Steve Hanson, spokesman for the House Transportation Committee, said chairman Don Stevens, R-Alaska – an early advocate for allowing pilots to be armed – will abide by McGaw’s decision.
“When Chairman Young wrote the Aviation Security legislation, he purposely wrote it so that the final decision [on arming pilots] would be made by the TSA,” Hanson told WorldNetDaily. “He wanted them to look at it, discuss all the details, then make a decision.
“The comments made by Secretary Mineta, Undersecretary McGaw, and now Gov. Ridge, seem to indicate they will not pursue, at this point, allowing pilots to have firearms,” he said. “Therefore, Chairman Young will be supportive of the final decision.”
In a letter to Mineta last year, Young said he supported arming pilots and urged the transportation secretary to implement the sections of a newly passed aviation security law permitting them to do so.
“We hope that you and the new undersecretary will move expeditiously to implement Section 128 [of the Aviation and Transportation Security Act] in order that these indispensable provisions [allowing pilots to carry guns] can be carried out seamlessly and without delay,” Young wrote in a letter signed by 60 House members.
Airline pilots groups, however, are still pushing.
“An armed flight crewmember would be the last line of defense and would be able to protect his/her crew, the passengers and, ultimately, people and property on the ground,” said Capt. Duane Woerth, president of the Airline Pilots Association, in a petition sent to the Transportation Department March 1.
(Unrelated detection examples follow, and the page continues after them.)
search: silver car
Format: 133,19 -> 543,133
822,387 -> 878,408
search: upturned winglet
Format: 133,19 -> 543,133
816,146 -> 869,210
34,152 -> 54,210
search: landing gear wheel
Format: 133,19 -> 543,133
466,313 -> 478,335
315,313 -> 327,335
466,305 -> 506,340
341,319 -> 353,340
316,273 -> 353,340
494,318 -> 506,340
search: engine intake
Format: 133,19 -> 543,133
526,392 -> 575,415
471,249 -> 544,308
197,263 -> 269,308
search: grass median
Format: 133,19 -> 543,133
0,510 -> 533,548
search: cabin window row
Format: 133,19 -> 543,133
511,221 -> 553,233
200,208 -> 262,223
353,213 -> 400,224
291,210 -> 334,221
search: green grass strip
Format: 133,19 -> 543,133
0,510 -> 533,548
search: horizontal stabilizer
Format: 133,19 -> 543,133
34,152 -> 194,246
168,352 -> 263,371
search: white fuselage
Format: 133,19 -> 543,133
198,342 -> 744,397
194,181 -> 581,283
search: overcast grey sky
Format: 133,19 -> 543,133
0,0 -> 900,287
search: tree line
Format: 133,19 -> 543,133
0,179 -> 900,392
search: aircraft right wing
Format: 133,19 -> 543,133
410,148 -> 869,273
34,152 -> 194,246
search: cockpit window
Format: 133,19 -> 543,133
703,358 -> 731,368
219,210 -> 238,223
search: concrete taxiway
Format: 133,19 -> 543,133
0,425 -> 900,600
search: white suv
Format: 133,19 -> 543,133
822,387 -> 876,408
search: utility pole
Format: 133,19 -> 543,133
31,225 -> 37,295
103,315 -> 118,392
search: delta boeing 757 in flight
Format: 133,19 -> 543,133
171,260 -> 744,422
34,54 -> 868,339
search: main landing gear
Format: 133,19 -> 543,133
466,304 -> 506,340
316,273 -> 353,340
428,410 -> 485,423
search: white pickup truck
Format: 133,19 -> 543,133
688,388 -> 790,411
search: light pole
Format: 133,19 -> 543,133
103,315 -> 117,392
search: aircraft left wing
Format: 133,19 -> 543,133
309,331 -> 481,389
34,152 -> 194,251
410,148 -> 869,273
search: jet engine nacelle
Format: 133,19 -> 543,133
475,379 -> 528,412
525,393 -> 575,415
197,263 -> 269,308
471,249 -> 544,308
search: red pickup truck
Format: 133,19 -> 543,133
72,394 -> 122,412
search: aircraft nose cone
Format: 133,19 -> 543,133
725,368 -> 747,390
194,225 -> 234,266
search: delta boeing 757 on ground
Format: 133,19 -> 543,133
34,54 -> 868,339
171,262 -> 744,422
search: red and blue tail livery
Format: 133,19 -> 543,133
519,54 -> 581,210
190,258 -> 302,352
“Moreover, armed flight crewmembers would be a deterrent to hijacking because hijackers would have to not only consider how to defeat the multiple security layers but also how they would overcome armed flight crewmembers after breaking into the cockpit,” Woerth wrote.
ALPA, which represents more than 64,000 commercial pilots, also suggested that the new Transportation Security Administration establish an advisory committee to develop an advisory circular to assist air carriers in formulating and submitting their respective plans to arm flight crewmembers, according to the petition.
One official, who asked not to be identified, said federal law enforcement “wasn’t too happy” about arming pilots. “They think only they should be armed,” he said.